In terms of the separation concept, vacuum cleaners without filter bags and vacuum cleaners with filter bags can be distinguished. These apparatuses each have typical advantages and disadvantages.

Vacuum cleaners with filter bags are characterized by a high air flow. When the filter bag is increasingly filled, however, the air flow is reduced to a higher or lesser degree. Until about the year 2000, filter bags made of paper were primarily used. When testing the reduction of the maximum air flow with a partially filled dust container analogous to EN 60312, such paper filter bags show an air stream drop of about 80% (or 60% when using an inner tissue, respectively). Filter bags with non-woven material layers subsequently began slowly establishing themselves. Filter bags with non-woven material layers having a low dust collecting capacity were first used (SMS filter bag). With the introduction of filter bags made of non-woven materials having a capacity layer, this drop of air flow could be significantly reduced (see EP 0 960 645). When testing the reduction of the maximum air flow with a partially filled dust container analogous to EN 60312, such filter bags show an air stream drop of about 30%. Further improvements were achieved with pre-filtration using loose fibers in the bag (DE 10 2007 060 747, DE 20 2007 010 692 and WO 2005/060 807), or pre-separation by a bag in a bag (WO 2010/000453, DE 20 2009 002 970 U1 and DE 20 2006 016 303 U1). Flow deflections or flow distributions in the filter bag are proposed in EP 1915 938, DE 20 2008 016 300, DE 20 2008 007 717 U1 (dust holding insert), DE 20 2006 019 108 U1, DE 20 2006 016 304 U1, EP 1 787 560 and EP 1 804 635. When testing the reduction of the maximum air flow with a partially filled dust container analogous to EN 60312, an air flow drop of about 15% can be obtained with such filter bags. Further improvement of the constancy of the suction capacity is therewith achieved. European patent applications 10002964.4, 10163463.2, and 10163462.2 disclose improved dust-holding capacity by pleating the filter material or by providing the filter bag with so-called surface folds. European patent application 10009351.7 shows how optimized positioning of the bag in the vacuum cleaner can improve the constancy of the suction capacity. When testing the reduction of the maximum air flow with a partially filled dust container analogous to EN 60312, such filter bags show an air stream drop of about 5%.

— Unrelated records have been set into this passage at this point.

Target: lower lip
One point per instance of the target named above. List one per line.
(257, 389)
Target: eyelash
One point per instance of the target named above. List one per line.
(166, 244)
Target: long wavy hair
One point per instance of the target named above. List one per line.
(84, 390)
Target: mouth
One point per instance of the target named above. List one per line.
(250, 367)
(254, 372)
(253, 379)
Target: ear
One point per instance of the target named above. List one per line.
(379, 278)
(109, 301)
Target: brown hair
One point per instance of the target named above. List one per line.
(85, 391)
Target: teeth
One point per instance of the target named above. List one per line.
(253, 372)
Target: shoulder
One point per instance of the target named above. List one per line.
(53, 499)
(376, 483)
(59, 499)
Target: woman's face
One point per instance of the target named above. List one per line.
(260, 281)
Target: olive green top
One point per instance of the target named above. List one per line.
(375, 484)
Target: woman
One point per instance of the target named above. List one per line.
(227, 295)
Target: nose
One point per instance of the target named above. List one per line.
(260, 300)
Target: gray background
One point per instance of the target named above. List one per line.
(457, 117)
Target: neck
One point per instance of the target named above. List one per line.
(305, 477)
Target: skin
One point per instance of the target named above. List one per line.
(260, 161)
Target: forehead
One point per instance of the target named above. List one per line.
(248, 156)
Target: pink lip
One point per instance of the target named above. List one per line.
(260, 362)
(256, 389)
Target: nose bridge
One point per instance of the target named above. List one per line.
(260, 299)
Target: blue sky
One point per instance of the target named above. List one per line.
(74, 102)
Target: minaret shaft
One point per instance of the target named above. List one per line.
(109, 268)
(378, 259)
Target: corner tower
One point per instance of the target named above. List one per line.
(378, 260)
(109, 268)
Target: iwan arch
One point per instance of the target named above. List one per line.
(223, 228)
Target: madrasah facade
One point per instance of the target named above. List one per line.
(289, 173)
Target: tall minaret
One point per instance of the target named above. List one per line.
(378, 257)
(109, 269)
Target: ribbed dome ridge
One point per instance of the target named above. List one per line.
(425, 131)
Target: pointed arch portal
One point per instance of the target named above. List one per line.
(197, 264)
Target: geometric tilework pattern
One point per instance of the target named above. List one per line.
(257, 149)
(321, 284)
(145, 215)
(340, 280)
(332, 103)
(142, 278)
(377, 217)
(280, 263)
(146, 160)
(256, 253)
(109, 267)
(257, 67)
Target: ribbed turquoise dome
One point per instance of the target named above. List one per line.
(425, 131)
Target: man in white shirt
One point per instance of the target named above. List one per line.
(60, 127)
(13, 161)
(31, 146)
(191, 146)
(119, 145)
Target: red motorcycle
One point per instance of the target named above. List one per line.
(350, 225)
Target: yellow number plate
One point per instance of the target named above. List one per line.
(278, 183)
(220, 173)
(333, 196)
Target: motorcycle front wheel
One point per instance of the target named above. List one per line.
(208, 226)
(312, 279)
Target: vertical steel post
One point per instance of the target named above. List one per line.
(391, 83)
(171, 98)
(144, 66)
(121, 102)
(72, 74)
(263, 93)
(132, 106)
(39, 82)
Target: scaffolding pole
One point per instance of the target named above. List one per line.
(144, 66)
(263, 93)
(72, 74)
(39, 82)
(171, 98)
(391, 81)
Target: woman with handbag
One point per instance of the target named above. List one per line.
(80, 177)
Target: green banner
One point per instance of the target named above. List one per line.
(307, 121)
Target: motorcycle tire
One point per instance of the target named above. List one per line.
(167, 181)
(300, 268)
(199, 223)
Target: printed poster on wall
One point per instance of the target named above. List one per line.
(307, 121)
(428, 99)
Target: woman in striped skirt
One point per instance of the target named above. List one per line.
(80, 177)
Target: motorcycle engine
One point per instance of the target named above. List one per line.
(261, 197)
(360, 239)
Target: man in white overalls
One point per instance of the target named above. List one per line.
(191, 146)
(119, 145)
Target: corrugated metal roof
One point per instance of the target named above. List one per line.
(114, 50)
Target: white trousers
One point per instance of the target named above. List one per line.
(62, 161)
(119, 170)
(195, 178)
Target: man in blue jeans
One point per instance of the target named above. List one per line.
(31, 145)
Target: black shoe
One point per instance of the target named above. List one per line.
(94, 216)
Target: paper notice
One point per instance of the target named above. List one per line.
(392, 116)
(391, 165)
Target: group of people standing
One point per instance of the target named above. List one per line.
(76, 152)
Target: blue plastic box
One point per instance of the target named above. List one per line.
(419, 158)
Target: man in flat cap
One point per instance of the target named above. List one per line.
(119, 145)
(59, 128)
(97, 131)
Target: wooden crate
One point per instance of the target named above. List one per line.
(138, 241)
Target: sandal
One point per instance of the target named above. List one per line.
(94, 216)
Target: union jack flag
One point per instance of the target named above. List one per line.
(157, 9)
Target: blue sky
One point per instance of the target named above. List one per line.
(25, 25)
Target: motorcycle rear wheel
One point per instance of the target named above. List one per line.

With regard to the hygienic disposal of the dust sucked up, holding plates have been developed with which the filter bag is manually, semi-automatically or automatically sealed prior to removal from the vacuum cleaner (e.g., EP 2 012 640).

Bagless vacuum cleaners—in particular cyclone vacuum cleaners—are indeed characterized by the air flow remaining substantially constant when the dust collection container fills with dust. The constant air flow of a cyclone vacuum cleaner is at a first glance an advantage compared to vacuum cleaners with filter bags that clog to a greater or lesser degree when the filter bag is increasingly filled, whereby the air flow is reduced accordingly. This, however, is offset by a very high electric nominal rated input of the cyclone vacuum cleaners. This high rated input is required due to the high losses being caused by the separation principle, namely the loss for maintaining the high rotational speed of the dust-laden air in the cyclone separator.

It was by combining multiple cyclone separators to multistage cyclones attempted to increase the degree of efficiency and the separation performance (EP 0042723). An air flow of 33 l/s can be achieved with such vacuum cleaning apparatuses. However, this is offset by a nominal rated input of over 2000 W. With cyclone vacuum cleaners having an electrical rated input of 1400 W, an air flow of 25 l/s can be realized.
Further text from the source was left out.